Na contemporaneidade, observamos que o filme de família, inicialmente de
caráter privado, vem se tornando cada vez mais exibido publicamente, por quatro
modos diferentes: na disponibilização em acervos públicos (resultando em uma
patrimonialização desse tipo de arquivo); na televisão – em programas
documentários ou em quadros de entretenimento do estilo “videocassetadas”; na
internet, em sites como o YouTube; e no cinema, utilizado muitas vezes de forma
documental e principalmente em obras autobiográficas.

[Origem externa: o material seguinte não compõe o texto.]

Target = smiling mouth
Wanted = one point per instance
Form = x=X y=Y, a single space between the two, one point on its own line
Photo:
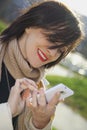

O pesquisador Roger Odin defende que um mesmo filme pode ter modos de
leitura diferentes para cada pessoa, dependendo da relação que o espectador quer
estabelecer com o filme. No artigo em que estuda a questão do público (ODIN,
2005), ele elenca nove modos de leitura. São eles:
1. Modo espetacular: ver um filme como um espetáculo. 2. Modo ficcionalizante: ver um filme para vibrar ao ritmo dos acontecimentos fictícios narrados. 3. Modo fabulizante: ver um filme para receber um ensinamento da narrativa. 4. Modo documentário: ver um filme para obter informações sobre a realidade das coisas do mundo. 5. Modo argumentativo/persuasivo: ver um filme para poder elaborar um discurso. 6. Modo artístico: ver um filme como sendo a produção de um autor. 7. Modo estético: ver um filme se interessando pelo trabalho feito com as imagens e os sons. 8. Modo energético: ver um filme para vibrar a ritmo das imagens e dos sons.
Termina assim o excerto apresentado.